Alla viglia di Juve-Napoli, mentre parla Mazzarri, va in scena la terza giornata di Spalletti a Napoli. Si continua a vivere nel passato

Il tour emozionale di Spalletti e la cittadinanza onoraria sono come la Corazzata Potëmkin

“Oggi noto una tensione più vibrante. Partecipano, scambiano commenti”. Nelle retrovie della Sala dei Baroni corrono voci incontrollate, pazzesche. Si dice che Mazzarri, in conferenza stampa a Castel Volturno, sta annunciando la rivoluzione tattica del horto muso contro la Juve, l’impiego di Juan Jesus centravanti, persino l’acquisto di Mbappé a gennaio. Un sentito dire, perché i giornalisti sono tutti assiepati al Comune di Napoli a rumoreggiare, ineducati, mentre Manfredi consegna a Luciano Spalletti la cittadinanza onoraria. Ecco a te, ̶D̶r̶i̶e̶s̶ ̶M̶e̶r̶t̶e̶n̶s̶, ehm… mister: queste sono le chiavi della città.

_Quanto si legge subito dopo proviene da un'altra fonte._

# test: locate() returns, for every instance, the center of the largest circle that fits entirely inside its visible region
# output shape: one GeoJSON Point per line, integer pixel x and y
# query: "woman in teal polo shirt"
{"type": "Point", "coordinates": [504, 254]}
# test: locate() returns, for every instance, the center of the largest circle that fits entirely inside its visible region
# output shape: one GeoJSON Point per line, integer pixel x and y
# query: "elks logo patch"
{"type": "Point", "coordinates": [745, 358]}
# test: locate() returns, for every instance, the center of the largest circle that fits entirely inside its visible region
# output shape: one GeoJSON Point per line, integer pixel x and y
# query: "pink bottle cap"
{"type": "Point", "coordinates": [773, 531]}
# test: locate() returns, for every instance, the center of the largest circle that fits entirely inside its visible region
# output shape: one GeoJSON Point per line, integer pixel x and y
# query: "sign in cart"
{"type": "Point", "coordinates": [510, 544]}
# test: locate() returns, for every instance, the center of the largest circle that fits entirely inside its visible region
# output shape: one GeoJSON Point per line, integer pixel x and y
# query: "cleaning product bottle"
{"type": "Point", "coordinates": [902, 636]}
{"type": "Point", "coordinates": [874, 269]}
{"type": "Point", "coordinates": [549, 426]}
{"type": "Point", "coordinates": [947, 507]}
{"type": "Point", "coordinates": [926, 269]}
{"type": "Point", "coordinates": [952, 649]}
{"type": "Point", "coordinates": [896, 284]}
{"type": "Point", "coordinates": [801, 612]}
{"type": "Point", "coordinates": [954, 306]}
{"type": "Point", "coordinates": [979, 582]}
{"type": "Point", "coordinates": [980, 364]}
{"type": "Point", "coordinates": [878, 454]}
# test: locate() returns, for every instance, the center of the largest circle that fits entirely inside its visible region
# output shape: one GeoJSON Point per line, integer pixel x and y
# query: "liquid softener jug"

«Da questo momento sono un official scugnizzo», risponde lui. Davvero.

“Ogni volta che rivede le immagini dello scudetto gli occhi gli brillano”, abbiamo letto tra le cronache della prima giornata del tour emozionale di Luciano Spalletti a Napoli. Tipo lo sguardo della madre davanti alle baionette, nell’immortale capolavoro di “Serghei EMME Einstein”, La corazzata Potëmkin. Ed eccolo Aurelio De Laurentiis, il Guidobaldo Maria Riccardelli d’occasione, a marcare il territorio, dal Galà del Calcio alla nave da crociera ancorata a Mergellina, fino a Piazza Municipio.

Quel che una causa di lavoro doveva separare, resta legame viscerale, indissolubile. E’ ancora quella “la squadra”, quella di sei mesi orsono nel suo perpetuarsi di celebrazione in premiazione, mentre il presente malconcio e zoppicante va in campo domani. Con la Juventus. A Torino. Manco fosse il Cittadella (con tutto il rispetto per gli amici padovani…). È inquietante la distanza sentimentale, ma anche aziendale, tra quel “passato” e questa realtà sportiva.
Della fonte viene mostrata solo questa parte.